Bank of Montreal is moving deeper into tokenized money infrastructure with plans to introduce 24/7 tokenized cash capabilities for institutional clients through CME Group’s permissioned network on Google Cloud Universal Ledger.
BMO will provide the bank-anchored tokenized instrument, CME Group will provide the institutional network and clearing-linked use case, and Google Cloud will provide the ledger infrastructure through GCUL, a private, permissioned distributed ledger built for financial institutions.
The immediate target is mutual clients of BMO and CME Group that need to move US dollar value continuously instead of waiting for traditional banking windows.
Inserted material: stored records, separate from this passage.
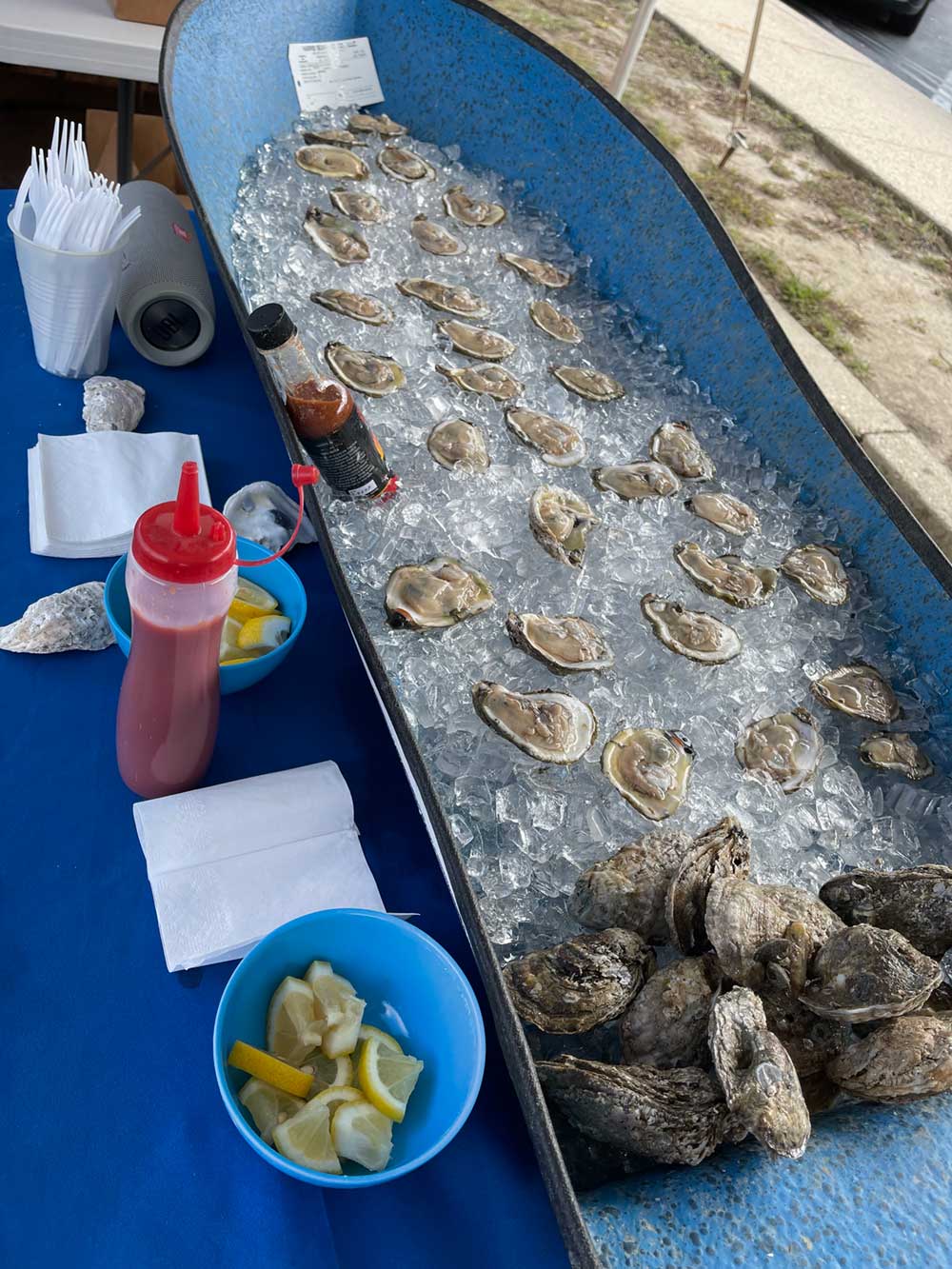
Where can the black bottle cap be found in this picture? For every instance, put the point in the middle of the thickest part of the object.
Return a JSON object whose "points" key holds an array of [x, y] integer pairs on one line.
{"points": [[269, 327]]}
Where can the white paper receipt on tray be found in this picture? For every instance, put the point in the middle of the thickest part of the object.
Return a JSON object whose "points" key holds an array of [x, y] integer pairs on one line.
{"points": [[337, 72]]}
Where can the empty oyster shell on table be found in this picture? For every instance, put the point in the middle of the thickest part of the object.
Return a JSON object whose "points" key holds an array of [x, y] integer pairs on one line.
{"points": [[819, 571], [783, 749], [433, 237], [650, 768], [565, 644], [589, 385], [562, 522], [579, 983], [348, 304], [550, 726], [677, 446], [476, 342], [436, 594], [859, 690], [335, 236], [366, 372], [757, 1074], [558, 443], [636, 480], [693, 635], [460, 445], [472, 212], [726, 578]]}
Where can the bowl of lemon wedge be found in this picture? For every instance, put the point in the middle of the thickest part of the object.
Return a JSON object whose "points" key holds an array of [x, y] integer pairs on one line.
{"points": [[348, 1047]]}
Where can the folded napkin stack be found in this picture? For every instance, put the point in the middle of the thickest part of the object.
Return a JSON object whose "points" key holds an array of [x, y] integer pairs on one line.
{"points": [[88, 490], [228, 864]]}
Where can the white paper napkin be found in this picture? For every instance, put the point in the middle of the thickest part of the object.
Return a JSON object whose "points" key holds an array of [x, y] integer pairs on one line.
{"points": [[88, 490], [228, 864]]}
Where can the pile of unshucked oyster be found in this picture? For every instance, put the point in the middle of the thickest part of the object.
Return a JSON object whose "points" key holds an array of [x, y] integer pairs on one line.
{"points": [[600, 606]]}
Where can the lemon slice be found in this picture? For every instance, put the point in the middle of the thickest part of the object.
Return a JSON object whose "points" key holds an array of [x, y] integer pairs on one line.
{"points": [[387, 1079], [267, 632], [251, 601], [305, 1139], [293, 1027], [268, 1107], [362, 1134]]}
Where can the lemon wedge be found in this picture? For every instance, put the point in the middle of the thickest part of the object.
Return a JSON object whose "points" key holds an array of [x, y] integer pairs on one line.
{"points": [[387, 1078], [268, 1107], [293, 1028], [305, 1139], [362, 1134]]}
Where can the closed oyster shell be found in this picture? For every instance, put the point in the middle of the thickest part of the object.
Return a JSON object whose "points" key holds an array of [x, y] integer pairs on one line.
{"points": [[665, 1025], [579, 983], [757, 1074]]}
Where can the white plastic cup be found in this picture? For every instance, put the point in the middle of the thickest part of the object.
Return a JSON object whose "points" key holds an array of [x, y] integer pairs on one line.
{"points": [[71, 304]]}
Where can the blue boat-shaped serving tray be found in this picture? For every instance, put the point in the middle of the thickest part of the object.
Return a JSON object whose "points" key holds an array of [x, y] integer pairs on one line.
{"points": [[874, 1187]]}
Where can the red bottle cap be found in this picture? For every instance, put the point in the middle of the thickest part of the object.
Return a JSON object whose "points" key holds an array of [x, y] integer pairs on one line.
{"points": [[185, 541]]}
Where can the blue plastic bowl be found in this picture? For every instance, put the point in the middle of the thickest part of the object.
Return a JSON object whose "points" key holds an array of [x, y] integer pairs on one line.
{"points": [[277, 578], [413, 989]]}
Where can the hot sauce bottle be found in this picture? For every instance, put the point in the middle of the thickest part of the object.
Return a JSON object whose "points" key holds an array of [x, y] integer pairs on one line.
{"points": [[323, 411]]}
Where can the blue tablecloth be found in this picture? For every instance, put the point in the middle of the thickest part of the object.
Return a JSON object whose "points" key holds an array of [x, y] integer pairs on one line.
{"points": [[117, 1150]]}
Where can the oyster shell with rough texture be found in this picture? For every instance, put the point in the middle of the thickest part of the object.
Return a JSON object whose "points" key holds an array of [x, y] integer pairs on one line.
{"points": [[677, 446], [476, 342], [562, 522], [335, 236], [565, 644], [757, 1074], [472, 212], [904, 1060], [673, 1117], [460, 445], [859, 690], [367, 372], [579, 983], [914, 902], [783, 749], [636, 480], [348, 304], [650, 768], [819, 571], [550, 726], [436, 594], [697, 636], [540, 271], [665, 1024], [589, 385], [722, 850], [726, 578], [558, 443], [725, 511], [628, 888], [863, 974]]}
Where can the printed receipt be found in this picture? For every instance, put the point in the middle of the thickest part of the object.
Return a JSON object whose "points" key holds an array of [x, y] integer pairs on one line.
{"points": [[338, 72]]}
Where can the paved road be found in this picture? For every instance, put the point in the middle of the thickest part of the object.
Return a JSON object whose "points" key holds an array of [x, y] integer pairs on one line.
{"points": [[923, 60]]}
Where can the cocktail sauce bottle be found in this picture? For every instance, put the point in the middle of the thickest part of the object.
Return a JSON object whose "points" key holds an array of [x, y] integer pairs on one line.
{"points": [[323, 411]]}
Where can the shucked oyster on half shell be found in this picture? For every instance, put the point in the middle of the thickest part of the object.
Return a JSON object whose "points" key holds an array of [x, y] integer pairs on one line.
{"points": [[436, 594], [560, 522], [860, 690], [579, 983], [566, 644], [693, 635], [550, 726], [783, 747], [726, 578], [650, 768], [367, 372], [558, 443]]}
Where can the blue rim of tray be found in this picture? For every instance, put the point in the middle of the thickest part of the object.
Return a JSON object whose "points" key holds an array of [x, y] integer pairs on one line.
{"points": [[509, 1028]]}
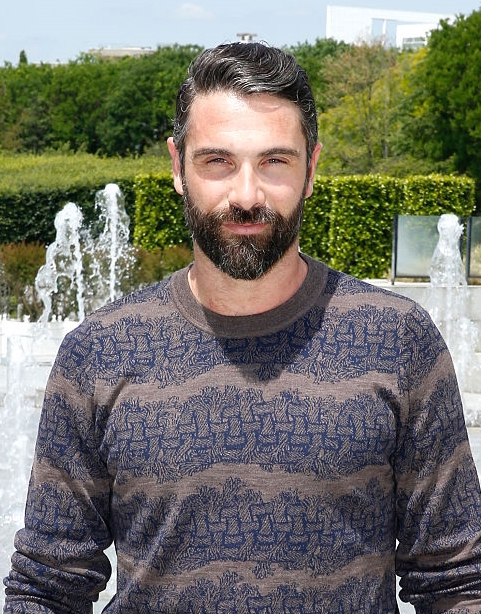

BMO also drew a distinction between two products that sit on the same broader tokenization stack. The first is tokenized cash, described as an institutional settlement instrument for regulated financial services firms operating in capital markets and commercial banking. The bank said it plans to offer that service in the second half of 2026, pending regulatory approval. The second is tokenized deposits, which would represent traditional commercial bank funds in digital form and broaden the model beyond clearing use cases into B2B payments, treasury movements, and programmable cash applications.
The announcement explicitly builds on CME Group and Google Cloud’s March 2025 plan to pilot wholesale payments and asset tokenization solutions using GCUL, adding a named bank partner to the initiative.